APC superfamily

Identifiers
Symbol APC
TCDB 2.A.3
OPM superfamily 67

The amino acid-polyamine-organocation (APC) superfamily is the second largest superfamily of secondary carriers currently known.[1] Originally, the APC Superfamily consisted of subfamilies under the transporter classification number (TC #) 2.A.3. This Superfamily has since been expanded to include eighteen different families.

The most recent families added include the PAAP (Putative Amino Acid Permease), LIVCS (Branched Chain Amino Acid:Cation Symporter), NRAMP (Natural Resistance-Associated Macrophage Protein), CstA (Carbon starvation A protein), KUP (K⁺ Uptake Permease), BenE (Benzoate:H⁺ Virginia Symporter), and AE (Anion Exchanger). Bioinformatic and phylogenetic analysis is used to continually expand currently existing families and superfamilies.

Other constituents of the APC superfamily are the AAAP family (TC# 2.A.18), the HAAAP family (TC# 2.A.42) and the LCT family (TC# 2.A.43).
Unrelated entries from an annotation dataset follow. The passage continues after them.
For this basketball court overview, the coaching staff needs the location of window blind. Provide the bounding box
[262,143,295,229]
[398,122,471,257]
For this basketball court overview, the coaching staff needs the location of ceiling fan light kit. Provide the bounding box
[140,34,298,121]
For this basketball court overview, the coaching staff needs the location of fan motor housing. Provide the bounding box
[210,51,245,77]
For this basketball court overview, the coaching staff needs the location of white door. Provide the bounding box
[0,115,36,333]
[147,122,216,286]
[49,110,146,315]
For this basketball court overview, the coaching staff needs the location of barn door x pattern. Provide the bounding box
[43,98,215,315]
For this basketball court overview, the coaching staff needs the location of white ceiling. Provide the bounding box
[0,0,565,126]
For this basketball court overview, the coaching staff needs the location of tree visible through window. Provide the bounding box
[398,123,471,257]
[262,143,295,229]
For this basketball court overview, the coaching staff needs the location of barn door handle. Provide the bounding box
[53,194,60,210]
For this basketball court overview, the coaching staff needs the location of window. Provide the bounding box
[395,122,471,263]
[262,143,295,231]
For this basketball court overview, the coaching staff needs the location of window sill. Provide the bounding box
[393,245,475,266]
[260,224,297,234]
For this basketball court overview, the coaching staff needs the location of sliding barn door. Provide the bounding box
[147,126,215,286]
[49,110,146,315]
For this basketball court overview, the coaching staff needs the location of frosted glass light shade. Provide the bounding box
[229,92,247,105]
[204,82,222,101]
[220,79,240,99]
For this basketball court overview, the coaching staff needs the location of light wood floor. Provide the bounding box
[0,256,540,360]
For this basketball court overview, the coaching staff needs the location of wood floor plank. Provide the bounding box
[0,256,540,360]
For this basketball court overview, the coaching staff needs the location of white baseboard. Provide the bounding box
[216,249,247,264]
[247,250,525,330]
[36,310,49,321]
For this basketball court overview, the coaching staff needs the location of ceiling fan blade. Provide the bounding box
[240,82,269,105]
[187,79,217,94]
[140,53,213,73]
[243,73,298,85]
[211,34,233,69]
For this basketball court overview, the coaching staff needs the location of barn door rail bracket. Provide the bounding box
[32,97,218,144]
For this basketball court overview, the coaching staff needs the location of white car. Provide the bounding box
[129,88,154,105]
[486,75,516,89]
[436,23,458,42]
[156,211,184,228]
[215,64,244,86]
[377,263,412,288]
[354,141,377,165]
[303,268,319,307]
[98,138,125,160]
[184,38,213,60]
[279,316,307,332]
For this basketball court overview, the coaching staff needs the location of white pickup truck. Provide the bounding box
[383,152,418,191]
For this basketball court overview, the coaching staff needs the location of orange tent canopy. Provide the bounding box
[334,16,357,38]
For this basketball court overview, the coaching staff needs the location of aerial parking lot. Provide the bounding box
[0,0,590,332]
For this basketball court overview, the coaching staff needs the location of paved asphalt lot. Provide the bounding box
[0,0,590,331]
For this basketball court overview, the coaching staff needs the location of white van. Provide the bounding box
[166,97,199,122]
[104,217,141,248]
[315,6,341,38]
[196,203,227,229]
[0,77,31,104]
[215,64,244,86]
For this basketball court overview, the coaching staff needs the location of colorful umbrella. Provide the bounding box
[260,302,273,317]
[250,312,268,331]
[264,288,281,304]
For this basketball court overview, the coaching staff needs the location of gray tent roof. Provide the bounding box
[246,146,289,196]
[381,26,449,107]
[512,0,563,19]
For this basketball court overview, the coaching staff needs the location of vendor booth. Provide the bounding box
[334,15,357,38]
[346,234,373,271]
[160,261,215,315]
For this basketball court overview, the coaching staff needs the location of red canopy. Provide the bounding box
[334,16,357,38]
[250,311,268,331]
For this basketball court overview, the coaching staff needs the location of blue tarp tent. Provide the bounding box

Some of these proteins exhibit 11 TMSs. Eukaryotic members of this superfamily have been reviewed by Wipf et al. (2002) [2] and Fischer et al. (1998).[3][4]

Families

Currently recognized families within the APC Superfamily (with TC numbers in blue) include:[4]

Structure and function

The topology of the well-characterized human Anion Exchanger 1 (AE1) conforms to a UraA-like topology of 14 TMSs (12 α-helical TMSs and 2 mixed coil/helical TMSs). All functionally characterized members of the APC superfamily use cation symport for substrate accumulation except for some members of the AE family which frequently use anion:anion exchange. All new entries contain the two 5 or 7 TMS repeat units characteristic of the APC superfamily, sometimes with extra TMSs at the ends likely the result of an addition prior to duplication. The CstA family contains the greatest variation in TMSs. New functionally characterized,members transport amino acids, peptides, and inorganic anions or cations. Except for anions, these are typical substrates of established APC superfamily members. Active site TMSs are rich in glycyl residues in variable but conserved arrangements.

In CadB of E. coli (2.A.3.2.2), amino acid residues involved in both uptake and excretion, or solely in excretion are located in the cytoplasmic loops and the cytoplasmic side of transmembrane segments, whereas residues involved in uptake are located in the periplasmic loops and the transmembrane segments.[5] A hydrophilic cavity is proposed to be formed by the transmembrane segments II, III, IV, VI, VII, X, XI, and XII.[5] Based on 3-D structures of APC superfamily members, Rudnick (2011) has proposed the pathway for transport and suggested a "rocking bundle" mechanism.[4][6][7]

Shaffer et al. (2009) presented the crystal structure of apo-ApcT, a proton-coupled broad-specificity amino acid transporter, at 2.35 Å resolution (PDB: 3GIA).[8] The structure contains 12 transmembrane helices, with the first 10 consisting of an inverted structural repeat of 5 transmembrane helices like LeuT (TC #2.A.22.4.2). The ApcT structure reveals an inward facing, apo state and an amine moiety of Lys158 located in a position equivalent to the Na2 ion of LeuT. They proposed that Lys158 is central to proton-coupled transport and that the amine group serves the same functional role as the Na2 ion in LeuT, thus demonstrating common principles among proton- and sodium-coupled transporters.[4]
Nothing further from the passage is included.